Those of you who have researched the psychology behind habits (perhaps reading the work of James Clear, S.J Scott, BJ Fogg, or Charles Duhigg), may already be familiar with the phrase “habit stacking.”
It’s a psychological phenomenon that takes advantage of a series of unconscious associations our brains make. When trying to adopt a positive new habit or get rid of an old unhealthy one, you can “piggyback” on the inertia of your current habits to make the process a bit easier for you.
Think about a tiny daily habit you might already do; you put the kettle on and while it’s boiling, you pull the milk out of the fridge, and get a mug out of the cupboard.
Chances are, you do this without even thinking about it. It’s stored in your unconscious brain and your muscle memory.
If you wanted to adopt the healthy habit of taking vitamins, you can ‘stack” the action of taking vitamins on top of this routine. For instance, you get the mug out of the cupboard and immediately fill it with water and take your vitamins.
That simple act of associating your daily tea/coffee with taking a vitamin is going to take up so much less space in your brain, than if you had planned to take your vitamin but forgot, then you were at your desk feeling in flow but suddenly remembered and now you have to decide between staying focused on your task or disrupting your work to go fill up a glass of water and get your vitamins etc.

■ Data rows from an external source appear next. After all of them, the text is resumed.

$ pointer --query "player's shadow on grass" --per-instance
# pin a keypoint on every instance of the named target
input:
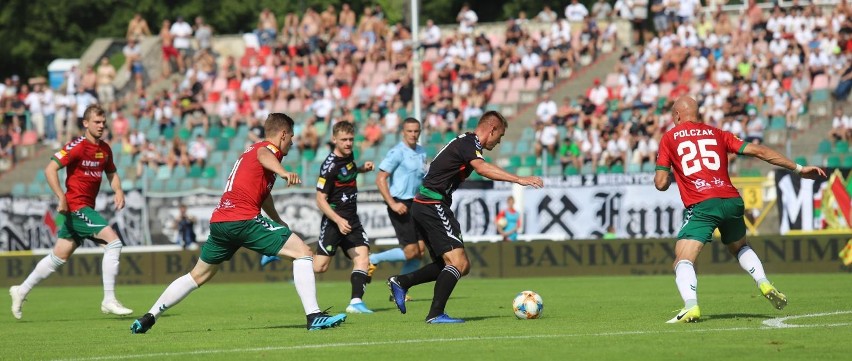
(728, 316)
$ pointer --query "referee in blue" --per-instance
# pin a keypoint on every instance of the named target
(400, 175)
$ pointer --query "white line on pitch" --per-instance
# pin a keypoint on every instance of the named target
(483, 338)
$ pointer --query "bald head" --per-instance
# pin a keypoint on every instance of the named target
(685, 108)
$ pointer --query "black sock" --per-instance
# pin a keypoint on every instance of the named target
(359, 283)
(444, 285)
(427, 273)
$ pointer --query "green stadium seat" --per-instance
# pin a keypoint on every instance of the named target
(525, 171)
(824, 147)
(777, 123)
(522, 147)
(209, 172)
(471, 123)
(435, 138)
(634, 168)
(223, 144)
(184, 134)
(214, 132)
(833, 161)
(570, 170)
(309, 154)
(750, 172)
(179, 172)
(841, 147)
(172, 185)
(169, 132)
(195, 171)
(530, 160)
(515, 161)
(506, 147)
(820, 95)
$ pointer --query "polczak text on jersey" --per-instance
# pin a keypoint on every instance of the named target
(693, 133)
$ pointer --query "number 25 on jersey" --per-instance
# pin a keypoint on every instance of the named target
(688, 152)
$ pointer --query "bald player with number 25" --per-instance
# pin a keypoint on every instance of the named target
(697, 154)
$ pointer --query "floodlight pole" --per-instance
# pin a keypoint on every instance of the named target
(415, 47)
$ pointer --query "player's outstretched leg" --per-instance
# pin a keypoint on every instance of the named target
(687, 285)
(264, 259)
(109, 265)
(176, 292)
(751, 263)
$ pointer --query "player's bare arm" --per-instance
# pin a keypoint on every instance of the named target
(268, 207)
(367, 167)
(384, 189)
(115, 184)
(771, 156)
(51, 173)
(494, 172)
(342, 223)
(271, 163)
(662, 180)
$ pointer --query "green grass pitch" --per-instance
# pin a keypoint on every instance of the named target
(584, 318)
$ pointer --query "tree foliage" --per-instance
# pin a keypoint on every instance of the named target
(34, 32)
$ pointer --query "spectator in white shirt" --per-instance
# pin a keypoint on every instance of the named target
(546, 109)
(432, 35)
(841, 126)
(547, 15)
(546, 138)
(182, 32)
(198, 150)
(601, 10)
(576, 12)
(467, 19)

You want to set yourself up for success by taking all the decision making out of it, and just slipping your new habits easily into your everyday routine.
We can also apply this concept to our work flow and the way we run our practice.
For instance, say you wanted to get into the habit of asking for referrals. We have a super-simple framework that you can use to ask for referrals, and it starts by framing the request at the start of the appointment.
So, you might have a habit around sitting down, asking your patient how their day has been so far, pulling up their files – and then you can stack your “asking for referrals” pre-frame on top of this.
There are endless examples of how you can use habit stacking in your personal and professional lives, and it’s an excellent way to take all the conscious stress out of “remembering” your habits, versus taking advantage of the neural connections that already exist.